The population dynamics of the larch budmoth (LBM), Zeiraphera diniana, in the Swiss Alps are perhaps the best example of periodic oscillations in ecology (figure 7.1). These oscillations are characterized by a remarkably regular periodicity, and by an enormous range of densities experienced during a typical cycle (about 100, 000-fold difference between peak and trough numbers). Furthermore, nonlinear time series analysis of LBM data (e.g., Turchin 1990, Turchin and Taylor 1992) indicates that LBM oscillations are definitely generated by a second-order dynamical process (in other words, there is a strong delayed density dependence—see also chapter 1). Analysis of time series data on LBM dynamics from five valleys in the Alps suggests that around 90% of variance in Rt is explained by the phenomenological time series model employing lagged LBM densities, R, =f(Ni-1, Ni-2, ) (Turchin 2002). As discussed in the influential review by Baltensweiler and Fischlin (1988) about a decade ago, ecological theory suggests a number of candidate mechanisms that can produce the type of dynamics observed in the LBM (see also chapter 1). Baltensweiler and Fischlin concluded that changes in food quality induced by previous budmoth feeding was the most plausible explanation for the population cycles.
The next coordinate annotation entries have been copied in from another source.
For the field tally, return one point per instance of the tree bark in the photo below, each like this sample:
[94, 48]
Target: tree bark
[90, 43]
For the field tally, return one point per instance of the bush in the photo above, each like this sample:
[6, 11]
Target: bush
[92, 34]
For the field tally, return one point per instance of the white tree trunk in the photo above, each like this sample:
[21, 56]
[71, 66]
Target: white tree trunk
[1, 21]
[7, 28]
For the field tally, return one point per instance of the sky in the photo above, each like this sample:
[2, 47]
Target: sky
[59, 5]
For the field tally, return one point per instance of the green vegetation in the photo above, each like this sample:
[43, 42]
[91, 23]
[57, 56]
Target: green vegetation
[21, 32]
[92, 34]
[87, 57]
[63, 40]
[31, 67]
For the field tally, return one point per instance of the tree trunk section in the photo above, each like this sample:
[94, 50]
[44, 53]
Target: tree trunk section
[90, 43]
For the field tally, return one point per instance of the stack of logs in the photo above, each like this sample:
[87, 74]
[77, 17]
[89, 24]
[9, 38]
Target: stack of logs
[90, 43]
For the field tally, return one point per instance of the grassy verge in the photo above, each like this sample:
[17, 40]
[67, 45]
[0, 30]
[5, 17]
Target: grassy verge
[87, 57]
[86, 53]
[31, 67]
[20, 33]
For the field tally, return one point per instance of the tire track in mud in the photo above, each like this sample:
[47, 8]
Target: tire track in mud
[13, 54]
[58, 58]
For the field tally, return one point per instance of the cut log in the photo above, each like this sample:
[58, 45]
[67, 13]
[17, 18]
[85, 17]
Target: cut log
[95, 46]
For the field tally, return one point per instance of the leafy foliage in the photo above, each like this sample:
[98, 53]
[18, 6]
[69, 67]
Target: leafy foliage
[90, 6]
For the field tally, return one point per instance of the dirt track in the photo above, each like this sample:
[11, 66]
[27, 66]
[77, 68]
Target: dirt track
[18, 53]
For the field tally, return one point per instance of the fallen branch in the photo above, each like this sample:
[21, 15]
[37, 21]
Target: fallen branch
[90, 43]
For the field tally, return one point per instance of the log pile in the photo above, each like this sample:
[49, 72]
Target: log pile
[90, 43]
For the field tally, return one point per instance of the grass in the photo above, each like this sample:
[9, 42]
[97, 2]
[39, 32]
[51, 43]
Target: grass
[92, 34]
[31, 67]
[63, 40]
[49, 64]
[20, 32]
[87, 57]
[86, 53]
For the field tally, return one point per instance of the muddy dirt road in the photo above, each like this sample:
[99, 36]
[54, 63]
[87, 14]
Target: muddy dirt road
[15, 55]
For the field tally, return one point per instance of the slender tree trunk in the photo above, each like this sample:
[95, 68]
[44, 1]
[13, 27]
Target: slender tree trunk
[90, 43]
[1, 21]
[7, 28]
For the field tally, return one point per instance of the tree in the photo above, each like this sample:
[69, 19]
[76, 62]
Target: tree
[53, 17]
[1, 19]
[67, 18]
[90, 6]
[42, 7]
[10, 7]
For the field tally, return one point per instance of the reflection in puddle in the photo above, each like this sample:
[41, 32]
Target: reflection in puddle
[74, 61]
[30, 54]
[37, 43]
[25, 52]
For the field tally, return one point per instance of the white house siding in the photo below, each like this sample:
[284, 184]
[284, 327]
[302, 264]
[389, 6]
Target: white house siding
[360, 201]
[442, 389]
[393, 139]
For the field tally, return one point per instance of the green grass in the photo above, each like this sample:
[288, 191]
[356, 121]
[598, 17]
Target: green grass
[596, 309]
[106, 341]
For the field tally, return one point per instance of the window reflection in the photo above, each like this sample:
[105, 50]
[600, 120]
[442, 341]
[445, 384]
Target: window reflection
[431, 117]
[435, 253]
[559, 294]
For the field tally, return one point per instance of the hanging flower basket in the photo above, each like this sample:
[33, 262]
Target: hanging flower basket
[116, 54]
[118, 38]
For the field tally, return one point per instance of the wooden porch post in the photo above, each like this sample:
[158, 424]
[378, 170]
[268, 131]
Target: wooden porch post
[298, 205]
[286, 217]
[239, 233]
During the last decade, the issue of larch budmoth oscillations was periodically revisited by various population ecologists looking for general insights about insect population cycles (e.g., Royama 1977, Bowers et al. 1993, Ginzburg and Taneyhill 1994, Den Boer and Reddingius 1996, Hunter and Dwyer 1998, Berryman 1999). These authors generally concurred with the view that budmoth cycles are driven by the interaction with food quality. A recent reanalysis of the rich data set on budmoth population ecology collected by Swiss researchers over a period of several decades, however, suggested that the role of parasitism is underappreciated (Turchin et al. 2002). Before focusing on the roles of food quality and parasitism in LBM dynamics, we briefly review the status of other hypotheses that were discussed in the literature on LBM cycles. First, the natural history of the LBM-larch system is such that food quantity is an unlikely factor to explain LBM oscillations.